Effect of synonymous mutations in the NA-coding region on segment 6 packaging
| vRNA | Mutation | MPD score | Relative packaging efficiency (on a 0.1–100 scale) | vRNA expression levels (% of CAT35) |
|---|---|---|---|---|
| CAT35 | n/a | n/a | 0.1 | 100 |
| CAT38 | n/a | n/a | 100 | 111 ± 5 |
| mut 461 | GCU -> GCA | 0.364 | 15.0 ± 4.5 | 94 ± 19 |
| mut 464 | CCG -> CCC | 0.393 | 9.5 ± 1.5 | 44 ± 9 |
| mut 463a | UUG -> UUA | 0.098 | 0.5 ± 0.1 | 103 ± 17 |
| mut 463b | UUG -> CUG | 0.098 | 11.9 ± 4.3 | 44 ± 7 |
| mut 466 | ACC -> ACG | 0.065 | 35.5 ± 1.0 | 55 ± 7 |
| mut 467 | AAU -> AAA | 0.047 | 64.2 ± 6.7 | 91 ± 12 |
| mut 468 | GAC -> GAU | 0 | 2.4 ± 0.4 | 333 ± 91 |
| mut 469 | AAG -> AAA | 0.061 | 6.6 ± 1.2 | 235 ± 43 |
aCAT38 denotes vRNAs containing NA codons 456–469 required for efficient packaging, while CAT35 refers to a vRNA lacking all 3′-NA-coding region.

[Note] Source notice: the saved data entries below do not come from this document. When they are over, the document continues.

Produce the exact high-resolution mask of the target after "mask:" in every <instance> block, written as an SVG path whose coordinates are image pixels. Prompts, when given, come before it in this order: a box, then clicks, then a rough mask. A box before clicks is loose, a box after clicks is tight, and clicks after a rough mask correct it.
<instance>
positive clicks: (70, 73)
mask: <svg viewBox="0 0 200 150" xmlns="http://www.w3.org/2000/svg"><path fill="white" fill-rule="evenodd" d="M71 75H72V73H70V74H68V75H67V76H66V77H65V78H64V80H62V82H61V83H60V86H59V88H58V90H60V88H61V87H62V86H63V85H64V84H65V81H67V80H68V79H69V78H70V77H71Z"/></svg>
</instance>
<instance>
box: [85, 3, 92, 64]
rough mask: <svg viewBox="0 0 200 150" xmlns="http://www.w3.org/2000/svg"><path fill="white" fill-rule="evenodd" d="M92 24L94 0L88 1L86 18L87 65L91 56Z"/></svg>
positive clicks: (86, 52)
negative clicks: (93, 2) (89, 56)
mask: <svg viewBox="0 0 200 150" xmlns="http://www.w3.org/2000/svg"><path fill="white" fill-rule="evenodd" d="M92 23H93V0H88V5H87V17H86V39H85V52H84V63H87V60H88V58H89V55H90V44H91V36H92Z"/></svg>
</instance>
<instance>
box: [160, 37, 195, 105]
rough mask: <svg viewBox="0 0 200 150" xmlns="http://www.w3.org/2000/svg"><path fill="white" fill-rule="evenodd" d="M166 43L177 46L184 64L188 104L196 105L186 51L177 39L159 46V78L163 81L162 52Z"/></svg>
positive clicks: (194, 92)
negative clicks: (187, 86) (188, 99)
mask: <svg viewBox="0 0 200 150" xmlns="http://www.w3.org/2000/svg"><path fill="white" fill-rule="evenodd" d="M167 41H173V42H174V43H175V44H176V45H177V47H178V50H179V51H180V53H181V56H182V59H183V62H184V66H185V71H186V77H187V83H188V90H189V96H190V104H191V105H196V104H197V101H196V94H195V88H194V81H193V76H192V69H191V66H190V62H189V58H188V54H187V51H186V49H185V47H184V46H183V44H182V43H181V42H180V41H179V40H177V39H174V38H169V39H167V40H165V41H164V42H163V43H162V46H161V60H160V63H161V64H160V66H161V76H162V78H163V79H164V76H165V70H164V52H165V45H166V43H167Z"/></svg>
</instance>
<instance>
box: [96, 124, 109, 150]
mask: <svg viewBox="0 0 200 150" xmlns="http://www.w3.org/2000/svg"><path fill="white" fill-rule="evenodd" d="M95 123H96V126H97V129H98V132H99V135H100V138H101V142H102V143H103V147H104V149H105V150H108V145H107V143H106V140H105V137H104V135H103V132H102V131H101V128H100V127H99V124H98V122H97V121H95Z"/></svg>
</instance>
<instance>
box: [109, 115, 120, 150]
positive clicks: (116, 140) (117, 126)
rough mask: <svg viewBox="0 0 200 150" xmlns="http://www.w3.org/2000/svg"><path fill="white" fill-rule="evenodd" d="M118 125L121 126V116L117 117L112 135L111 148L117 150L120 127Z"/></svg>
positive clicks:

Synonymous mutations were introduced into the CAT38 vRNA as indicated.
bMean ± standard deviation of four measurements from two independent clones as determined by CAT ELISA. n/a, not applicable.
Figure 2.Varying patterns of RNA conservation in the NS1 and HA ORFs. (A) Consensus nucleotide and amino acid (single letter code) sequences of the first 11 codons of the overall NS1 dataset and the A and B lineages are shown along with the codon MPD scores. Residues not conserved at the 95% level are shown by asterisks. Highly conserved triplets (MPD value <0.05) are shown in red. Conserved residues that differ between lineages are highlighted. Underlining denotes the splice donor sequence. (B) Consensus sequences for the C-terminal 27 codons of HA subtypes 1, 3 and 5, encompassing the packaging signal for H1. MPD scores are not shown for clarity but conserved triplets are color-coded red (MPD < 0.05) or blue (MPD < 0.1) and highlighted. Homology between the H5 sequence and conserved nucleotides in H1 or H3 sequences are indicated by lines.